The other way is to utilize the pre-trained models and fine-tuning them based on our data. For Information Extraction from text, in particular, BERT models are widely used. To learn more about these, read our blog post here.
#4 Evaluation of the Model
We evaluate the training process is crucial before we use the models in production. This is usually done by creating a testing dataset and finding some key metrics:
- Accuracy: the ratio of correct predictions made against the size of the test data.
- Precision: the ratio of true positives and total predicted positives.
- Recall the ratio of true positives and total actual positives.
- F1-Score: harmonic mean of precision and recall.

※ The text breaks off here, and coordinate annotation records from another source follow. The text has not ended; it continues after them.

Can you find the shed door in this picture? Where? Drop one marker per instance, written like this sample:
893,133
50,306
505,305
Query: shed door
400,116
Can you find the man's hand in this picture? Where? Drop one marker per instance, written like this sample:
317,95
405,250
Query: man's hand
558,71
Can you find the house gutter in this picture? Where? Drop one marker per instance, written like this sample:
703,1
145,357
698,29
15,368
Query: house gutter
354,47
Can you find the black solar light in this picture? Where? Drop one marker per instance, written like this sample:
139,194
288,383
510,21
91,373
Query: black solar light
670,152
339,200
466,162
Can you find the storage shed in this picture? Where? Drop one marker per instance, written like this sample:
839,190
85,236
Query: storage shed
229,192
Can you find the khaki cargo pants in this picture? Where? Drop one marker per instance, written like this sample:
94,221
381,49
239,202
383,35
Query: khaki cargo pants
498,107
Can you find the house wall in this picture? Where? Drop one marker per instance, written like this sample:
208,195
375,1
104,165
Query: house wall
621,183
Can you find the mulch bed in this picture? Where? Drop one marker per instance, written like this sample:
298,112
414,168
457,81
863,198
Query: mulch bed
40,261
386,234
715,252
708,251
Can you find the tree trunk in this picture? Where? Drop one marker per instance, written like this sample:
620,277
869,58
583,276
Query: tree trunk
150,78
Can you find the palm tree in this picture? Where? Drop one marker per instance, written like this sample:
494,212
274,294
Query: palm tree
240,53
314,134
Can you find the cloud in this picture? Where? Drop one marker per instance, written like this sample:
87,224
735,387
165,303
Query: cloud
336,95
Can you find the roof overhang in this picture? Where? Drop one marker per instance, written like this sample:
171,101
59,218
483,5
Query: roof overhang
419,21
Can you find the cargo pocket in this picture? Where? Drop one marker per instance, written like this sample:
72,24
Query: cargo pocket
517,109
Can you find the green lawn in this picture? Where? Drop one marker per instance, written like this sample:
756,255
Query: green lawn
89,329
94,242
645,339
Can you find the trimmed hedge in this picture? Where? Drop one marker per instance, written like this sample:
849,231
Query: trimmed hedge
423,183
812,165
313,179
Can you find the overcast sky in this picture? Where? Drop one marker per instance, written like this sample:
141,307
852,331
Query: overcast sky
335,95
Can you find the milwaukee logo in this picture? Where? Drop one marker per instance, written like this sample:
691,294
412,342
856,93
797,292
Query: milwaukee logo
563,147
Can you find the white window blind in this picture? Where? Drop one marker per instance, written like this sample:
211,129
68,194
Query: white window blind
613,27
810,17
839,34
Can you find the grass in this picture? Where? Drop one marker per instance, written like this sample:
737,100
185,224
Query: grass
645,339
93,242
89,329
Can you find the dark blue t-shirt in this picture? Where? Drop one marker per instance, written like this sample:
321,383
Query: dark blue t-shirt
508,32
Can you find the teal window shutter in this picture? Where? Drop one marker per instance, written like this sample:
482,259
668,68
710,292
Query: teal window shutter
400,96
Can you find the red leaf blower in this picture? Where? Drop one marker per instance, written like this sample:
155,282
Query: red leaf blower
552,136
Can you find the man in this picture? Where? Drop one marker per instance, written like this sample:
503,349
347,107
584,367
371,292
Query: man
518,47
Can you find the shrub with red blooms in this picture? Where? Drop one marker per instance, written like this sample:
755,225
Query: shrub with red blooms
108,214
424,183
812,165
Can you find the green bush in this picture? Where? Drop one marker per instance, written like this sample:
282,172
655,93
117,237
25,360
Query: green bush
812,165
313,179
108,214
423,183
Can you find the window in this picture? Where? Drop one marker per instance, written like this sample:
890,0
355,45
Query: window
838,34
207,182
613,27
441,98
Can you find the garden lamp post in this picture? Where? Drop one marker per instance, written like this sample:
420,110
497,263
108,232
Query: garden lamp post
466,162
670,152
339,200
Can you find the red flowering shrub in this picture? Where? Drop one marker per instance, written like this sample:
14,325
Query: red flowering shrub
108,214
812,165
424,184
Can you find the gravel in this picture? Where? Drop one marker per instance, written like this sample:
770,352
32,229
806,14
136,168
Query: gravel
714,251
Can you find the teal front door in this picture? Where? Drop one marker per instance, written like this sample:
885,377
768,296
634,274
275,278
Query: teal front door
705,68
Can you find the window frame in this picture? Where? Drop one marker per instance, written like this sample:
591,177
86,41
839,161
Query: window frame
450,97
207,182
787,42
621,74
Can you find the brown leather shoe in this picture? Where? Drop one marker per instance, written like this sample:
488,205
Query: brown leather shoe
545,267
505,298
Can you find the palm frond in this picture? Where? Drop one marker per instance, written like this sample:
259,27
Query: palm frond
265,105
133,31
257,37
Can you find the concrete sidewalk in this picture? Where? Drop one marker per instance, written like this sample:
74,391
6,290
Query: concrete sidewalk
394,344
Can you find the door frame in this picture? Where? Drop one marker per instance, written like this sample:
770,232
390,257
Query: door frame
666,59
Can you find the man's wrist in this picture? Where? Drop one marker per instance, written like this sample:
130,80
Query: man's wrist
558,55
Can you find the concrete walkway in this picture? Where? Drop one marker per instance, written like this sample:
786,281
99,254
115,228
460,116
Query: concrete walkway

Different metrics take precedence when considering different use cases. In invoice processing, we know that an increase in the numbers or missing an item can lead to losses for the company. This means that besides needing a good accuracy, we also need to make sure the false positives for money-related fields are minimum, so aiming for a high precision value might be ideal. We also need to ensure that details like invoice numbers and dates are always extracted since they are needed for legal and compliance purposes. Maintaining a high recall value for these fields might take precedence.
#5 Deploying Model in Production
The full potential of the NLP models only knows when they are deployed in production. Today, as the world is entirely digital, these models are stored on cloud servers with a suitable background. In most cases, Python is utilised as its more handy programming language when it comes to Text data and machine learning. The model is either exported as API or an SDK (software development kit) for integrating with business tools. However, we need not build everything from scratch as there are several tools and online services for this kind of use-cases. For example, Nanonets has a highly accurate, fully trained invoice information extraction NLP model, and you can directly integrate on our applications using APIs or supported SDKs.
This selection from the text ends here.